I was presenting a talk about the Microsoft CNTK neural network library recently. CNTK has a quirk that isn’t explained anywhere in the documentation. Briefly, unless you’re careful, when you train a CNTK neural network classifier, you will apply softmax activation twice. Your training will still work but training will be much slower than it should be, which means that your resulting model may not be as accurate as it should be.
Consider this (incorrect) CNTK code snippet:
h_layer = C.layers.Dense(hidden_dim, activation=C.ops.tanh, name='hidden_layer')(X) o_layer = C.layers.Dense(output_dim, activation= C.ops.softmax, name='out_layer')(h_layer) model = o_layer . . . tr_loss = C.cross_entropy_with_softmax(model, Y) . . . (train model) . . . (use model to make predictions)
In all neural libraries except CNTK, you apply softmax activation to the output layer to coerce the raw output values so that they sum to 1.0 and can be interpreted as probabilities. But CNTK doesn’t have a basic cross entropy loss function; it only has a cross entropy with softmax loss function. This means that in the snippet above softmax is applied twice.
Why is this a problem? In the image below, imagine you have a neural network classifier where one training item has correct output of (0, 1, 0). The computed output values are (1.5, 3.5, 2.5) and if softmax is applied the output values become (0.0900, 0.6652, 0.2447). If you stopped here and used regular cross entropy loss, you have nice separation between the output values.

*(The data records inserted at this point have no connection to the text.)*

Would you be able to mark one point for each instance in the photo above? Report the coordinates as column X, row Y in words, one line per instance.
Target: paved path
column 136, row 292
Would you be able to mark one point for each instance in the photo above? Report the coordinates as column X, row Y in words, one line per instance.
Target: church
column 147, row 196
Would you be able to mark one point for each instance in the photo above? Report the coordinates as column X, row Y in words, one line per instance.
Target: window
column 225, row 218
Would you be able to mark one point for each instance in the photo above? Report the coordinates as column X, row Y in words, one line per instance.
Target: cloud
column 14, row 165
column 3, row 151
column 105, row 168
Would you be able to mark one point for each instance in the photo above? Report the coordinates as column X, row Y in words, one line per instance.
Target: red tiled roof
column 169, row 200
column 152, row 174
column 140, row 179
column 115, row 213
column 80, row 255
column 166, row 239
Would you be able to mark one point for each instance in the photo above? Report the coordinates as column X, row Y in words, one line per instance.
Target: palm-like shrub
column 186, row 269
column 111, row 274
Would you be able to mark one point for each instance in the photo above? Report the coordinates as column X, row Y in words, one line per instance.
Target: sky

But, if you apply softmax a second time, the output values become (0.2535, 0.4506, 0.2959). The values still sum to 1.0 and the middle value is still largest, but the three output values are now much closer to each other. With less separation, the training algorithm will improve more slowly.
So, the correct way to implement a CNTK classifier is:
h_layer = C.layers.Dense(hidden_dim, activation=C.ops.tanh, name='hidden_layer')(X) o_layer = C.layers.Dense(output_dim, activation= None, name='out_layer')(h_layer) nnet = o_layer model = C.ops.softmax(nnet) . . . tr_loss = C.cross_entropy_with_softmax(nnet, Y) . . . (train nnet) . . . (use model to make predictions)
The idea is to train an un-softmaxed nnet object using cross entropy with softmax, so softmax is applied only once. Then after training, you use the parallel model object which does have softmax.